Twitter can be as addictive as texting.

When I told my classes that my old Italian mother used to remind me that the world isn't built around me, they would look at me in amazement.

It isn't?

Well, it may not have been for me (or you), but it revolves around the next generation in every way. It helps that they have control of the Internet and mobile media -- and they've mastered it.

Last summer when I was vacationing on Long Beach Island at the Jersey shore, it struck me how many joggers on the beach were running with their cellphones up to their ears.

Sweaty.

Out of breath.

But in touch with someone while running -- phone held to the ear, not even bluetooth. Obviously the sound of the ocean was not enough of an attraction in our digital world.

In Arizona, when nine months a year the weather is to die for, walkers enjoy the climate with cellphones up to their ears -- and they're not always young walking with their phones to the ear.

Go to any supermarket and you have to wonder how anyone previously shopped without a cellphone. Is there a better way to ask, "what do you want me to pick up for dinner", continue socializing or doing business while loading up the shopping cart.

I know many of you like me to share insights on new trends, but my point here is that if someone could reinvent radio to be the most compelling thing the next generation ever heard, it would still have an uphill battle.

That's because increasingly the short attention span young generation and even the rest of us are getting increasingly distracted.

You can't ignore it.

I know it is blasphemy, but the fabled Randy Michaels radio motto, "the noise you can't ignore" is no longer valid. The next generation can ignore it. And they do.

None of this concerns me.

What concerns me more is if the media industry does not deal with the reality of living in today's social, technologically advanced, increasingly in the moment mobile world.
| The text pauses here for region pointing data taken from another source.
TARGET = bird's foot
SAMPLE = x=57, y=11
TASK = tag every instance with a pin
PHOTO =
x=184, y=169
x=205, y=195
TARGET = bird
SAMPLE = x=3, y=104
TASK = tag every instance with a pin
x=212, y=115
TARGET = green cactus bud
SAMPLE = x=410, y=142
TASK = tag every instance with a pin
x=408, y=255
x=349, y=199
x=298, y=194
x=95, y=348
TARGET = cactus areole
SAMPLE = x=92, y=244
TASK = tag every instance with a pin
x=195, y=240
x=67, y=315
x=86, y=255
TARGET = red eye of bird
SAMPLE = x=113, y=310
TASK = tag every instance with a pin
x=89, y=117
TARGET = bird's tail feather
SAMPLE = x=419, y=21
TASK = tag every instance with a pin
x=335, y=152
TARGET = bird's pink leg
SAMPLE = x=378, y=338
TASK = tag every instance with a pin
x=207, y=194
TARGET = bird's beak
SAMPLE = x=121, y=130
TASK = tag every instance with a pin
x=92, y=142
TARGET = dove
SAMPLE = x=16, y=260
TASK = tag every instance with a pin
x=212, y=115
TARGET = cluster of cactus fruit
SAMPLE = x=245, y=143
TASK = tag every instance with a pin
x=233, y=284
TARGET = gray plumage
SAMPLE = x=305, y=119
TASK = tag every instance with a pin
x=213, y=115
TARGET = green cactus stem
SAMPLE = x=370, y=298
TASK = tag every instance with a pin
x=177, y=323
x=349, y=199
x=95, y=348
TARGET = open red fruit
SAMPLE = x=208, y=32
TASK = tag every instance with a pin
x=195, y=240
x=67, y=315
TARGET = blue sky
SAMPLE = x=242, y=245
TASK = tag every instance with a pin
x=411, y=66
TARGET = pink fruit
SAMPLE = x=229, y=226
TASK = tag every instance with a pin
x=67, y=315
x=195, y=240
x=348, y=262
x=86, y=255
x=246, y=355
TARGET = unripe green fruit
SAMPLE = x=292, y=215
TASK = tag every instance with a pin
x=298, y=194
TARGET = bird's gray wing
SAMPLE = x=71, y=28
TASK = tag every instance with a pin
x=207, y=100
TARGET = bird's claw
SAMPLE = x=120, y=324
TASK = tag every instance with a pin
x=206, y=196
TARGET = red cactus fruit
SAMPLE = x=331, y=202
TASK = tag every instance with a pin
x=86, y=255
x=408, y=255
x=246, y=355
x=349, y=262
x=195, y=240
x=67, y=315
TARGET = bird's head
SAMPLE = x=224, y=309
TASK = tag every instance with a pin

Again, cooperate with the inevitable -- don't deny it.

So, play with Twitter for a while.

Remember when I asked you to do the same thing with Facebook six months ago? And in a few more months Google is going to introduce a new social networking system that can be accessed on individual websites of all kinds -- not just Facebook or MySpace.

Obviously, to be in the communications business today we've got to master the art of social networking.

But for radio, we've got to catch up.